WAEC - Further Mathematics (2010 - No. 12)

If \(y = 2(2x + \sqrt{x})^{2}\), find \(\frac{\mathrm d y}{\mathrm d x}\).

\(2\sqrt{x}(2x + \sqrt{2})\)

\(4(2x + \sqrt{x})(2 + \frac{1}{2\sqrt{x}})\)

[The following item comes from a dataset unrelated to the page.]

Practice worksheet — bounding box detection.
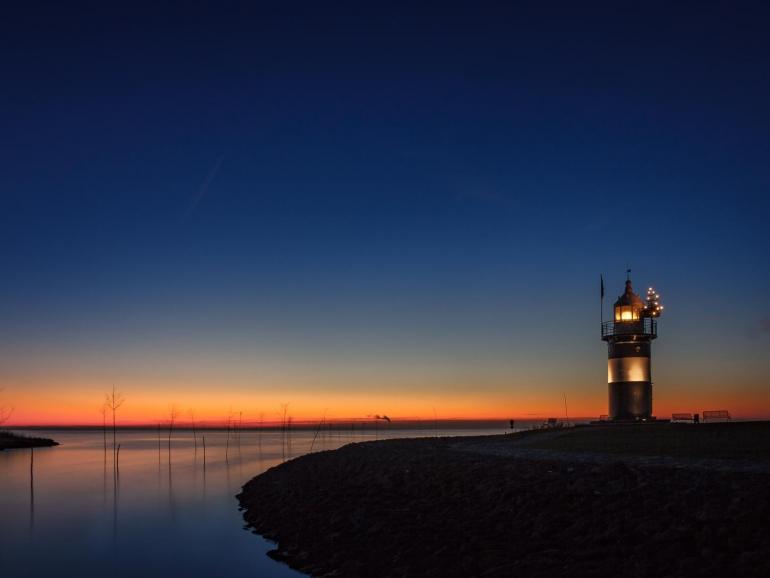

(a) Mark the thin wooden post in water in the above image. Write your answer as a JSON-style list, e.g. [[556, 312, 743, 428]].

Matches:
[[29, 447, 35, 531]]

\(4(2x + \sqrt{x})(2 + \sqrt{x})\)

\(8(2x + \sqrt{x})(2 + \sqrt{x})\)

\(y = 2(2x + \sqrt{x})^{2}\)

Let \(u = 2x + \sqrt{x}\)

\(y = 2u^{2}\)

\(\frac{\mathrm d y}{\mathrm d u} = 4u\)

\(\frac{\mathrm d u}{\mathrm d x} = 2 + \frac{1}{2\sqrt{x}}\)

\(\therefore \frac{\mathrm d y}{\mathrm d x} = (\frac{\mathrm d y}{\mathrm d u})(\frac{\mathrm d u}{\mathrm d x})\)

= \(4u(2 + \frac{1}{2\sqrt{x}}) \)

= \(4(2x + \sqrt{x})(2 + \frac{1}{2\sqrt{x}})\)